Non solo: la Banca Infrastrutture Innovazione e Sviluppo (Biis, appunto) fa capo al gruppo Intesa, di cui era numero uno Corrado Passera, oggi ministro dello Sviluppo economico con delega alle Infrastrutture.
Quella che sembra una polemica del mondo dei porti si rivela un altro capitolo del potenziale conflitto di interessi degli ex manager di Intesa.
A Genova e in altri grandi porti italiani qualcuno, scherzando, definisce la nuova norma una legge “ad bancam”.
Il porto di Vado è oggetto da anni di polemiche al calor bianco.
Un colosso di 210 mila metri quadrati (costo 450 milioni, previsti 700 mila container l’anno).
La politica si è in gran parte espressa a favore, così come il mondo dell’impresa. Ma la popolazione è contraria, tanto che il sindaco Attilio Caviglia ha vinto le elezioni con una lista trasversale sconfiggendo centrodestra e centrosinistra che erano favorevoli. Vado è stata per decenni sede di industrie inquinanti.
Il paesaggio oggi è dominato dalle ciminiere alte 200 metri della centrale elettrica Tirreno Power, che da quarant’anni brucia fino a 5 mila tonnellate di carbone al giorno.
La nuova piattaforma portuale, grande quanto trenta campi da calcio, secondo molti rischia di essere una pietra tombale sull’ambiente.
Ora la polemica diventa politica. E arriva al governo.
Al centro della questione l’extra-gettito Iva, un’agevolazione destinata a finanziare nuove infrastrutture anche portuali.
Spiega Nerli: “In pratica gli scali in via di costruzione dovrebbero generare nuovi traffici e produrre un gettito extra di Iva. La legge prevede che il 25 per cento delle nuove entrate sia destinato a chi realizza le opere”.
Non parliamo di bruscolini, ma di centinaia di milioni di euro.
I porti italiani con le loro imposte (essenzialmente l’Iva) ogni anno portano allo Stato 2 miliardi di euro.

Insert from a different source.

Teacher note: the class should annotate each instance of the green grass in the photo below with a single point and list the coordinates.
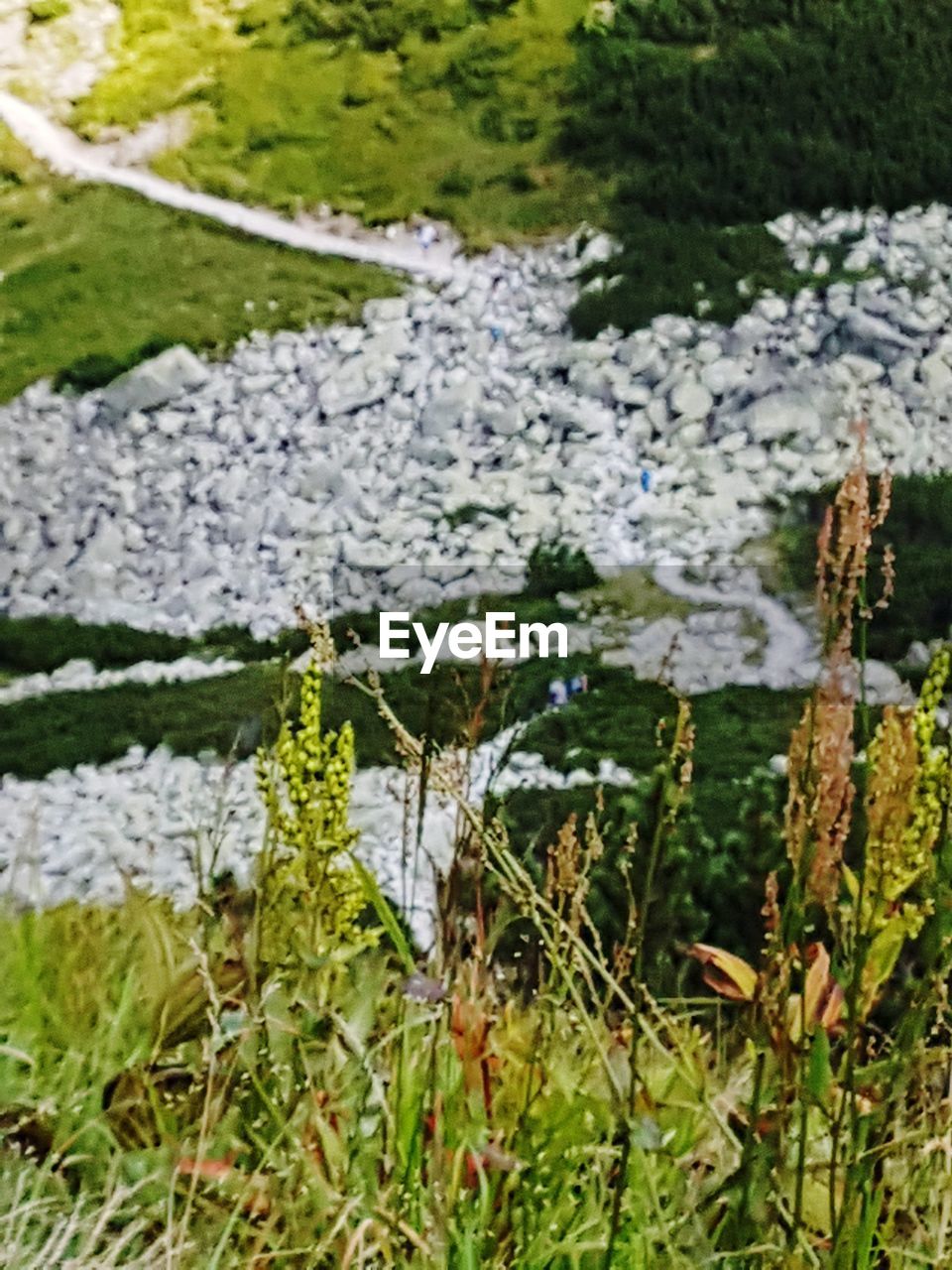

L’idea di puntare sull’extra-gettito era nata con il governo Prodi nel 2007. Giulio Tremonti pareva non amarla. Adesso è stata rispolverata dal decreto Monti.

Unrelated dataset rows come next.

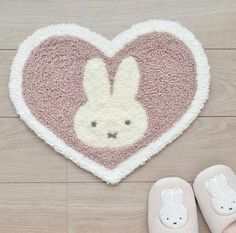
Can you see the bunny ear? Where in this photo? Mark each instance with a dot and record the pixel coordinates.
(96, 83)
(223, 182)
(127, 79)
(178, 196)
(213, 187)
(166, 196)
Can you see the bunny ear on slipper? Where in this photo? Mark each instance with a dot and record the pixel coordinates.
(215, 192)
(172, 199)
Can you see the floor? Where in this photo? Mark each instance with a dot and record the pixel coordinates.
(40, 191)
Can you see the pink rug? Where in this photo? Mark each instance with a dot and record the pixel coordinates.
(109, 106)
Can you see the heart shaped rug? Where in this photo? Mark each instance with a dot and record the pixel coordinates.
(109, 106)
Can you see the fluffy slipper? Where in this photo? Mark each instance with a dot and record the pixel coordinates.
(215, 190)
(172, 207)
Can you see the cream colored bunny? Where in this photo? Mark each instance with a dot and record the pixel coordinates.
(223, 197)
(110, 118)
(173, 213)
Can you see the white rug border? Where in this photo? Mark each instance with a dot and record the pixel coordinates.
(110, 48)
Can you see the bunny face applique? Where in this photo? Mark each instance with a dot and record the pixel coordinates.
(223, 196)
(173, 213)
(111, 120)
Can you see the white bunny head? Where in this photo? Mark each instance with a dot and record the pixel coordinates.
(223, 197)
(110, 118)
(173, 213)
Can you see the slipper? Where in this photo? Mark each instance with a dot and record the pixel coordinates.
(215, 190)
(171, 207)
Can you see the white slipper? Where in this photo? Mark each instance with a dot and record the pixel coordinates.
(171, 207)
(215, 190)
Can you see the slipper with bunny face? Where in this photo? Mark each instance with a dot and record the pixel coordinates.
(172, 207)
(215, 190)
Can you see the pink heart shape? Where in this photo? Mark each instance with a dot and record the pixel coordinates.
(174, 81)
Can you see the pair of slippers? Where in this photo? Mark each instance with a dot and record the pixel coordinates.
(172, 206)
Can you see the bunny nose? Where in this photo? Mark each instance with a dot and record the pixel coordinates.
(112, 135)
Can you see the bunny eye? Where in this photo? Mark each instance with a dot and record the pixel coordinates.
(127, 122)
(93, 123)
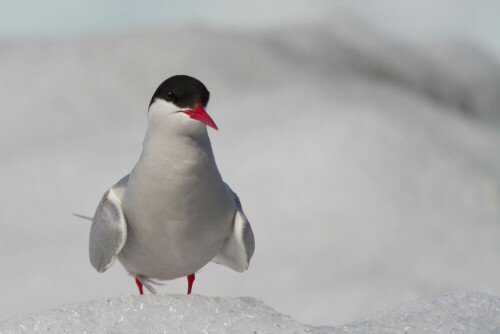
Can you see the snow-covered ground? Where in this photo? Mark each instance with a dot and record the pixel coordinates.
(370, 170)
(469, 312)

Ma ecco il punto: “La nuova disciplina si riaggancia a quanto stabilito da Berlusconi a novembre. In pratica si dice che saranno favorite le nuove infrastrutture ‘le cui procedure sono state avviate … e non ancora definite’.
Questa descrizione si applica a un solo caso: la piattaforma Maersk di Vado”, sottolinea Nerli.
Qui ecco l’aggiunta del governo Monti: “Il precedente governo non faceva cenno all’extra-gettito, che è previsto nel decreto liberalizzazioni”. Ma soprattutto: “Il meccanismo prevede che il gettito Iva finisca direttamente alle società  di progetto, cioè ai privati e che il soggetto pubblico (le autorità  portuali) sia scavalcato”.
In concreto, secondo un operatore portuale ligure che non vuole essere citato: “Beneficiaria della legge sarebbe l’Ap Moeller (del colosso Maersk), che utilizzerebbe le risorse per restituire i finanziamenti alle banche, tra cui Banca Intesa“.
Niente di illegale, ma riemerge il potenziale conflitto di interesse.
E una questione di opportunità .
“Noi non siamo contro l’extra-gettito e nemmeno contro Vado, ma non capiamo perchè la legge debba riferirsi a poche opere, anzi, sembrerebbe a una. E non capiamo perchè i soggetti pubblici debbano essere tagliati fuori. Perchè non prevedere che le agevolazioni sull’Iva siano stabilite, caso per caso, dalle autorità  portuali?”, si chiede Nerli.
Ma la norma affogata nel mare del decreto liberalizzazioni suscita preoccupazioni anche nei porti vicini a Vado (che fa capo all’autorità  portuale di Savona).
Raccontano tra Genova e La Spezia: “Il meccanismo dell’extra-gettito era stato studiato in periodi di vacche grasse, pensando che un nuovo porto soffiasse traffico ai porti stranieri. Oggi siamo in crisi, nuovi traffici non se ne prevedono, e Vado potrebbe ‘rubare’ container agli scali vicini”.
Non solo: l’extra-gettito prevede nuovi traffici.
Se Savona con le sue agevolazioni togliesse container a Genova e alla Spezia, si ridurrebbero anche gli incassi per lo Stato.
La bolla del traffico marittimo rischia di scoppiare: nel Nord Europa il problema della over-capacity ha provocato una guerra di carte bollate contro l’ampliamento dei porti di Rotterdam e Southampton. Le navi da trasporto inutilizzate sono passate in pochi mesi da 210 a 268 (+ 27 per cento).